She believes that happiness and fulfilment could be found in different ways, and for her, the freedom and independence of being childfree are crucial contributors to her overall happiness.

"Not having children doesn't mean I dislike them. I love spending time with my nieces and nephews. My choice is about what works best for my lifestyle and personal goals.

"These are just some common issues that influence my decision to a childfree marriage. Being childfree aligns with my personal values and life goals in several meaningful ways,” she added.

Meanwhile, a couple who preferred to remain anonymous stressed that parenthood requires significant sacrifices, viewing raising children as an act of altruism and sacrifice.

"I often hear from parents about how they don’t expect much from children and their children don’t visit them, don’t take care of them, or something along those lines.

"If the reason you want to have kids is so that someone will care for you when you are old, then we’re on a pretty slippery slope. That should never be the reason for having kids,” the couple said when contacted recently.

They added that parents shouldn't expect anything in return from their children as no one asked to be born.

The husband mentioned his health condition, expressing certainty it would be passed on to his offspring if he chose to have children.

Reflecting deeply, he questioned whether others in his position would want to subject their children to such a condition.

He believed the answer would overwhelmingly be no, especially considering the challenges faced by children with conditions like autism.

He found it heartbreaking for both the parents and the children, particularly concerning who would care for these children once their parents were no longer able to.

"Think deeply before having children just because everyone else is. Consider if you have the financial stability to provide the best for your child.

"Do you possess the traits and qualities necessary to be a good parent? Are you prepared to make the sacrifices required to nurture your child's growth?

"Additionally, are there health conditions in your family that could impact your child's well-being?

"If so, are you ready to take on the added responsibility of caring for a child with health challenges? Have you invested in building a strong relationship with your spouse to withstand the complexities that come with raising children?” the couple added.

They further highlighted that many people who might not be suited to raising children become parents nonetheless and these children would ultimately become the workforce of the future.

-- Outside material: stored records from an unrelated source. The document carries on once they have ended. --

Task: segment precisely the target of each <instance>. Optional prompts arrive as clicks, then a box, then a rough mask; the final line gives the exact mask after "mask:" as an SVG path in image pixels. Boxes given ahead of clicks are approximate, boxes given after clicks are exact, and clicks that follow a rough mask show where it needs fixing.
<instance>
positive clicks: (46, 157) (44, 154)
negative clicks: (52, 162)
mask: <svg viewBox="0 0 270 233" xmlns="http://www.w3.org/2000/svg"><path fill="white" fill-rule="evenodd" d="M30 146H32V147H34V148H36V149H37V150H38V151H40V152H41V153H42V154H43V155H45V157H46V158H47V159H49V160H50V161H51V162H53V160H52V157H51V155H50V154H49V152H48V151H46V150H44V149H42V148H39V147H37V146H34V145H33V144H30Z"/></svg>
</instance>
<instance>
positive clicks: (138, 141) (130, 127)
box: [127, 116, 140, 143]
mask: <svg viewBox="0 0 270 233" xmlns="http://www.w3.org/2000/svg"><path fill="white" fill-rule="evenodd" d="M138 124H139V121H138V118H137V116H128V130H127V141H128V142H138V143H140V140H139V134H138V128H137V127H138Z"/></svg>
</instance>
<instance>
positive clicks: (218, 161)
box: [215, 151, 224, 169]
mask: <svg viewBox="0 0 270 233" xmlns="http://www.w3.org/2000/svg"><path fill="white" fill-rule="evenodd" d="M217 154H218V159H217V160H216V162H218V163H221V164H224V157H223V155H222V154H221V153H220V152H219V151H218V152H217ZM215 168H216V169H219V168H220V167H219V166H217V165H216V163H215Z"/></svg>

They suggested that the decision to have children should not be taken lightly and if someone has doubts, it's best not to have kids.

Meanwhile, another woman who chose to be childfree, Rose Farhan said that she observes many parents around her who were not financially prepared for children and, in some cases, even neglected them.

"Bringing kids into poverty is a crime, vent your unsolved problems, traumas to kids are evil,” she said when contacted recently.

Therefore, she emphasised that she did not want to become one of those parents and would not take the risk just because of societal expectations to experience parenthood.